Most of the discussion about the death penalty in Missouri has centered on the state’s lethal injection drugs. When the state resumed executions in late 2013, it did so with the use of drugs acquired from a secret compounding pharmacy, not regulated by the FDA. Yesterday, a Circuit Judge in Cole County ruled that the Department of Corrections broke the law by refusing to publicly identify its drug supplier. State law grants anonymity to members of the team that carries out executions, but the judge said it was unreasonable for the state to classify the pharmacy as part of its execution team.
And while this fight for transparency has received quite a bit of local and even national attention from the media, deeper structural issues with the capital punishment system here have gone largely ignored. A study published yesterday by Frank Baumgartner, a professor at the University of North Carolina at Chapel Hill, documents ways in which race and geography impact whether a person convicted of a homicide will face the death penalty. In the study, Baumgartner looked at the 80 executions carried out in the state between 1976 and 2014.
See Also: How We Kill, our award-winning examination of the death penalty in Missouri.
He found that homicides involving a white victim are seven times more likely to result in an execution than killings in which the victim is black. To be specific, 2.16 percent of homicides with a white victim lead to an execution, compared to just 0.3 percent of those with a black victim. Further, homicides involving white female victims are 14 times more likely to result in an execution than those involving black male victims. And though white people account for just 40 percent of all murder victims, 81 percent of executions in Missouri involve a white victim.
Perhaps most remarkable, only once in Missouri’s modern history has a white man been executed for killing a black man, an 1984 prison killing committed by white supremacists.
“This research raises critical issues relating to the implementation of the death penalty in Missouri,” professor Michael Minta of the University of Missouri–Columbia, said in a news release announcing the findings. “The race or gender of a victim should not matter in the administration of justice in Missouri, but this new study shows that it does. Citizens and policymakers concerned about fairness and equity in our criminal justice system should review the findings of this important research.”
Opponents have long argued that the most significant factor in whether someone receives the death penalty is not the severity of the crime but rather where it is committed. Baumgartner’s study found that in Missouri, 92 of the state's 114 counties have carried out zero executions in the past four decades. Meanwhile, St. Louis County alone has accounted for more than one-fourth of all executions in the state. Just four jurisdictions—St. Louis, Jackson, and Callaway counties, plus the city of St. Louis—have accounted for more than half of all executions.

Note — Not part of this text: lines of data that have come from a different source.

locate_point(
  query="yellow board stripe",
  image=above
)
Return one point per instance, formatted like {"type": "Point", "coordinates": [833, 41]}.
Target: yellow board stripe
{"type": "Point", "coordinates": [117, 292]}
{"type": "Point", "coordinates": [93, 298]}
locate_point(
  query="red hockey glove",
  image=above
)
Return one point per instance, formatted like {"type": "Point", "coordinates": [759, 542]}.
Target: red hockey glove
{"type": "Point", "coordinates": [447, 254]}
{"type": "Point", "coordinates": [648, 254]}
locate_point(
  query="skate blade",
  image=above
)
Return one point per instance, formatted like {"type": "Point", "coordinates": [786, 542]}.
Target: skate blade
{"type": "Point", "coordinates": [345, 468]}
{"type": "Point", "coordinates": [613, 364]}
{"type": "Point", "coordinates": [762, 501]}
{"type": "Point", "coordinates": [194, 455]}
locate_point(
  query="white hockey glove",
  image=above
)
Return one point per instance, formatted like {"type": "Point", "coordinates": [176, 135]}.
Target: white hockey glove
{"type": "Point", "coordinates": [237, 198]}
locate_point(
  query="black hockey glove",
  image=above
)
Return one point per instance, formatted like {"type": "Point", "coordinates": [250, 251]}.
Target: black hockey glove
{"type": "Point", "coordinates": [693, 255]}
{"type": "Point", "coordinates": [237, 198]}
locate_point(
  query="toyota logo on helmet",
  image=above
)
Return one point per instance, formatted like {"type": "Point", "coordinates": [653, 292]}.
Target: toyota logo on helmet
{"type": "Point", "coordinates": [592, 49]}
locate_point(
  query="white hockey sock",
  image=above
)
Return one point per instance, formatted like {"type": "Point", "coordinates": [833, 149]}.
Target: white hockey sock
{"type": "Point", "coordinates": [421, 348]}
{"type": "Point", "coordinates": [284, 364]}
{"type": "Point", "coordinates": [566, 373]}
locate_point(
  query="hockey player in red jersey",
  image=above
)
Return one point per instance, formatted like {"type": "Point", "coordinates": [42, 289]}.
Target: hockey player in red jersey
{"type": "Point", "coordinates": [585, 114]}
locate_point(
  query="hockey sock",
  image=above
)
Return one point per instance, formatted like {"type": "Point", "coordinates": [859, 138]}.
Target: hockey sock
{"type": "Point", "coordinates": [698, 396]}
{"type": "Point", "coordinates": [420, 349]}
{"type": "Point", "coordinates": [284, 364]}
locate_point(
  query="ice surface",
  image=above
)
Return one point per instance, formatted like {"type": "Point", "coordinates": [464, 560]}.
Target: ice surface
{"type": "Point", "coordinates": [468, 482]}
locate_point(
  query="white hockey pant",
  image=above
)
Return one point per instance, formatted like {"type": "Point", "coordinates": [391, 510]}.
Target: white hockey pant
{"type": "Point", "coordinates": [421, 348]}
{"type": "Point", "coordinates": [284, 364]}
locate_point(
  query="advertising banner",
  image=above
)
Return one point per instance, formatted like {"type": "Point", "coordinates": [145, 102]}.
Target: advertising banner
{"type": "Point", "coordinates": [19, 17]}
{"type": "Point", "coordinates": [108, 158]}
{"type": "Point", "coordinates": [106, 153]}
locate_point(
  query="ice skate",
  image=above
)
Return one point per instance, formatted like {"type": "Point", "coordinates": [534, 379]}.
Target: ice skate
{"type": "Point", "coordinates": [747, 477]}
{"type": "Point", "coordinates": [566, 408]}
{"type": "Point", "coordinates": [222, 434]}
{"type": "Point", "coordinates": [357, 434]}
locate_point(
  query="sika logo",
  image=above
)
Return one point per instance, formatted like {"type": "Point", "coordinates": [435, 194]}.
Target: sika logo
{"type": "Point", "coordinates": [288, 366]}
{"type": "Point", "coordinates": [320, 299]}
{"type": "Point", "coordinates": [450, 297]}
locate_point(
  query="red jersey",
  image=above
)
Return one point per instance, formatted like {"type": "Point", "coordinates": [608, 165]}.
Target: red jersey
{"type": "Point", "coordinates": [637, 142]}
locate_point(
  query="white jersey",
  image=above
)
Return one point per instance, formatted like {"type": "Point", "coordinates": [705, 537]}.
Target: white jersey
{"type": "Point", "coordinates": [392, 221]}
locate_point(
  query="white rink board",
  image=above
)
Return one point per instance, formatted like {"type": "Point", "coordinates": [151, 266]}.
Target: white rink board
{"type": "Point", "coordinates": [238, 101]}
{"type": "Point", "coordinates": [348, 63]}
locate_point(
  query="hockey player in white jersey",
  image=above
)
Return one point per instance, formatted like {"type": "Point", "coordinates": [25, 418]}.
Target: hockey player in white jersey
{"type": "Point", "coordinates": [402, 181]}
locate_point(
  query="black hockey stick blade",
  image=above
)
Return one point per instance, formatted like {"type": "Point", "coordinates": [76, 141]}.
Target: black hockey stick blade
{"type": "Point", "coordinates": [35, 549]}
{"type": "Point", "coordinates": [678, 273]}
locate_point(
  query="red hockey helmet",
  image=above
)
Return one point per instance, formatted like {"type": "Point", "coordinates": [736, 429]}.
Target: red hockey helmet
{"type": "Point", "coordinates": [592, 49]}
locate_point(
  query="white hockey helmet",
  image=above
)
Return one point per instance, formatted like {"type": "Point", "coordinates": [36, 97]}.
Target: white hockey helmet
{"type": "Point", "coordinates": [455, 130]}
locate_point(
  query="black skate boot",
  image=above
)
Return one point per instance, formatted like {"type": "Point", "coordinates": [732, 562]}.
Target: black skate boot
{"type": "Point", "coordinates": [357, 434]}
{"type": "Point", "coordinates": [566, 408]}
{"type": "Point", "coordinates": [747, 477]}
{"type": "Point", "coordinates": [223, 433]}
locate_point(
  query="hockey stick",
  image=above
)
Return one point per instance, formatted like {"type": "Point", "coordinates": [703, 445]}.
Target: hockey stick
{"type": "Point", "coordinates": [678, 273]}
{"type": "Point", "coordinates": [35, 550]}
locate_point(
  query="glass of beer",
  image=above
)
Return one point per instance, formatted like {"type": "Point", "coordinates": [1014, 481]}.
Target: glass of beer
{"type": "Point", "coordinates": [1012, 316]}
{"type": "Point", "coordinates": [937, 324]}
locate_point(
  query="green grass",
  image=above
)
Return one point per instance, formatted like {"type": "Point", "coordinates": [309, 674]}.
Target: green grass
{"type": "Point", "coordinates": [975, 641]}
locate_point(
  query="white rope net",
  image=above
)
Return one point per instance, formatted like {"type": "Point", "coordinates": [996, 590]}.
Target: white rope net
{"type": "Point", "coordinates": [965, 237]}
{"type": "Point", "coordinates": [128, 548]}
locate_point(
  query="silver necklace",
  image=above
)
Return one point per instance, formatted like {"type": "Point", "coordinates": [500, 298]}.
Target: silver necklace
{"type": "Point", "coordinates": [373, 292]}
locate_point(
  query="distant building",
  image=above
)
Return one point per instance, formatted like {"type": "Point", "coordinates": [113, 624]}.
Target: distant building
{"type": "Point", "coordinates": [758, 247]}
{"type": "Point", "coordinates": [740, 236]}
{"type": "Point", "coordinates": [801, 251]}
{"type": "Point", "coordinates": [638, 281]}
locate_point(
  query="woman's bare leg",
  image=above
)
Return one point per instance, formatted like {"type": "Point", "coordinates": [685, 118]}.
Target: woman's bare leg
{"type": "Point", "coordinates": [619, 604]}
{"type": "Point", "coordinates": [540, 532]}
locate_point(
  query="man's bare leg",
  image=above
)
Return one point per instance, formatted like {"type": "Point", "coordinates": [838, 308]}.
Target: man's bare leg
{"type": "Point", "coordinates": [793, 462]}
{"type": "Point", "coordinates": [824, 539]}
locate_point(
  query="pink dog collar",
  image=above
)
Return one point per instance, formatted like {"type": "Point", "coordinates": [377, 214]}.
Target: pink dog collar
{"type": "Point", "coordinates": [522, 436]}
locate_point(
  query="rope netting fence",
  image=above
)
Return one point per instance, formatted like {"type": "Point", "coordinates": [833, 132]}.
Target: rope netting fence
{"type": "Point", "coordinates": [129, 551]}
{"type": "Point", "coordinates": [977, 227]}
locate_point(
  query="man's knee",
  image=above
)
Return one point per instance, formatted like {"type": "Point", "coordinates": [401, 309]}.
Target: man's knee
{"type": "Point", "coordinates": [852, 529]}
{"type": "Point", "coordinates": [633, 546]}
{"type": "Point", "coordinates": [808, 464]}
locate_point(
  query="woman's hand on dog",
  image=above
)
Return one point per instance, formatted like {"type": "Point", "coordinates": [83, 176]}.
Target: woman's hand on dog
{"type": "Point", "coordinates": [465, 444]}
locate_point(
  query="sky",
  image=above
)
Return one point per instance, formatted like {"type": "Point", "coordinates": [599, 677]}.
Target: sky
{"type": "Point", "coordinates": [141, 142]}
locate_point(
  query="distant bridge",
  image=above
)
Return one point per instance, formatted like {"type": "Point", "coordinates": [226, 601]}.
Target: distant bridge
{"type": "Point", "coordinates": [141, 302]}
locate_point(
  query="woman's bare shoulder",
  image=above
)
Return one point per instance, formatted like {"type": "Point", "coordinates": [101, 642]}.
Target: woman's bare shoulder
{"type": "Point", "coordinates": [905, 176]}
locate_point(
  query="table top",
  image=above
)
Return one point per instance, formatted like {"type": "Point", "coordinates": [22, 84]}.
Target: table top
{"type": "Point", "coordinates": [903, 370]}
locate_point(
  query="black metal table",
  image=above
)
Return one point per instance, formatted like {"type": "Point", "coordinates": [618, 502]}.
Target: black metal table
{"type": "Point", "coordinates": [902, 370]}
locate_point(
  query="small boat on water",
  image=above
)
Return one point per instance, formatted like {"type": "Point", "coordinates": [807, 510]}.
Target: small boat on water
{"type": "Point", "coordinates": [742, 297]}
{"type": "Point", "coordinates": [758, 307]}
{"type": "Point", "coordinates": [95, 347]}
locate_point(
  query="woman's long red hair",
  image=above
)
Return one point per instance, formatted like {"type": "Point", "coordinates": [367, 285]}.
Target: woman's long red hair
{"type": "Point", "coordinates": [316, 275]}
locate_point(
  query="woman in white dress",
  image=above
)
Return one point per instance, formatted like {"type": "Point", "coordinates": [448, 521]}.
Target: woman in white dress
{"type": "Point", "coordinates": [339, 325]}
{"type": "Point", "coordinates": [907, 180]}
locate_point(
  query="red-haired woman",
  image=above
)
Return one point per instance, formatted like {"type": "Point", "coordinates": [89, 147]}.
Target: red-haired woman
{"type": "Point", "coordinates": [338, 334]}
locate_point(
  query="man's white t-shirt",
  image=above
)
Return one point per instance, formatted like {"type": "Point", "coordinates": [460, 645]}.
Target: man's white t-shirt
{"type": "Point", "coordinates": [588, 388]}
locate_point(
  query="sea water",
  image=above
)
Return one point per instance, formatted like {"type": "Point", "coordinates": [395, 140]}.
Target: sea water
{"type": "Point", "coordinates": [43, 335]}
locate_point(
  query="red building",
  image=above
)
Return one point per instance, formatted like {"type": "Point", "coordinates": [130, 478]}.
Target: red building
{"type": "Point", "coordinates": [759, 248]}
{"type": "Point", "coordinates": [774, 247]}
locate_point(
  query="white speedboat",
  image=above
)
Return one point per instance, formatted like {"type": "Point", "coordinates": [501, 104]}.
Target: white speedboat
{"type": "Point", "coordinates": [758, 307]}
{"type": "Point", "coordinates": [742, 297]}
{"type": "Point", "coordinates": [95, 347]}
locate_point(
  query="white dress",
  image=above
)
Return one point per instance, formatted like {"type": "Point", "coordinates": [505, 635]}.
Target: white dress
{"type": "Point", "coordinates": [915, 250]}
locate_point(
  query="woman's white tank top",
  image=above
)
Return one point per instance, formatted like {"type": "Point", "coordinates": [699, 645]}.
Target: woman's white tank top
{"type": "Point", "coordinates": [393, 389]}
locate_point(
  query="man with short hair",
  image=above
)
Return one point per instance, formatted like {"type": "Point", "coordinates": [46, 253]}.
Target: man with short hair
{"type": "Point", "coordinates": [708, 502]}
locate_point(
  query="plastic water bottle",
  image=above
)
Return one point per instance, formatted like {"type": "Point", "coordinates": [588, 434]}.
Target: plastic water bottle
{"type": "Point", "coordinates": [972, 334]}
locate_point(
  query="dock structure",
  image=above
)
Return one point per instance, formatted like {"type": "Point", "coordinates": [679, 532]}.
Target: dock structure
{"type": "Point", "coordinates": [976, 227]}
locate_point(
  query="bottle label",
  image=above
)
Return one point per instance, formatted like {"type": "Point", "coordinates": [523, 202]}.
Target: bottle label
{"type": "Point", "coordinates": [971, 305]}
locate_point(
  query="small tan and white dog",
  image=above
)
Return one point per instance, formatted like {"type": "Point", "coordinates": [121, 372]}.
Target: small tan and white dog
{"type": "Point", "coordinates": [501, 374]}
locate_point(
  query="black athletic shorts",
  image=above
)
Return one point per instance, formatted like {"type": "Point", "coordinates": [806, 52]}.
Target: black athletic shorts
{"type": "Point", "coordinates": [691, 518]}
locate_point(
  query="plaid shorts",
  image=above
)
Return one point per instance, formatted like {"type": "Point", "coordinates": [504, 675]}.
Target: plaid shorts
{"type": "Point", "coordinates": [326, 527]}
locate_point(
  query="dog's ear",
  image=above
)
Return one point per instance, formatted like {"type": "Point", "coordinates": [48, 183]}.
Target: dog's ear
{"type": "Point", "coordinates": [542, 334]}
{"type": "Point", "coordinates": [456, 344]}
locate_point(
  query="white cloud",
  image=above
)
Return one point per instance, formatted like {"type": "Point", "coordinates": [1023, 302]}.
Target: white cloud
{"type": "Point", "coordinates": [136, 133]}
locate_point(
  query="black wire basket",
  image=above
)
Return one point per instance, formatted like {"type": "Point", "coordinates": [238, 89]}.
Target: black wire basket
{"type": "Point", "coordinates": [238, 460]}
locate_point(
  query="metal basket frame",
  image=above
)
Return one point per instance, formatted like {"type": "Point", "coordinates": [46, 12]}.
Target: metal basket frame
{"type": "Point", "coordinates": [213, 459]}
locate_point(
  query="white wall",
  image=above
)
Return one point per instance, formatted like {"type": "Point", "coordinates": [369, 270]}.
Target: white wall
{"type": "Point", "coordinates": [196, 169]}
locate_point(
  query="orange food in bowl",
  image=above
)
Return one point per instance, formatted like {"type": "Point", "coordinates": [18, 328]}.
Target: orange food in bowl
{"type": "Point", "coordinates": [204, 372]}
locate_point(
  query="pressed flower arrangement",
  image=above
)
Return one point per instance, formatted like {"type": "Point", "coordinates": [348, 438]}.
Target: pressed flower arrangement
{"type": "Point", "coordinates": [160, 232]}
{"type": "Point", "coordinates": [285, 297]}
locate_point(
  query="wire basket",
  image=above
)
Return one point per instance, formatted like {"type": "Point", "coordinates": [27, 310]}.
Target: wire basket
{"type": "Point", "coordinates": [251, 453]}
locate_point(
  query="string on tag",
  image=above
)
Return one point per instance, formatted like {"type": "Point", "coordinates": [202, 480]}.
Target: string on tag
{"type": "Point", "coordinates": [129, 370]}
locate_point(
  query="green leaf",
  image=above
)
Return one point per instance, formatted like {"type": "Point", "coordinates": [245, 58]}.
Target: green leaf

Certainly, the higher populations and crime rates in urban counties explain some of this discrepancy. But the whims of local prosecutors also make a big difference. In recent years, more defendants have been sentenced to die in St. Louis County, where Prosecutor Robert McCulloch strongly supports capital punishment, than in the city of St. Louis, where Circuit Attorney Jennifer Joyce is less aggressive in seeking executions.
“The most troubling finding is that these racial and geographic disparities are not measured by a few percentage points of difference,” Baumgartner noted in the news release. “Rather, they differ by orders of magnitude, demonstrating that Missouri’s death penalty is plagued by vast inequities which will undermine public confidence in the state’s ability to carry out the death penalty in a fair and impartial manner.”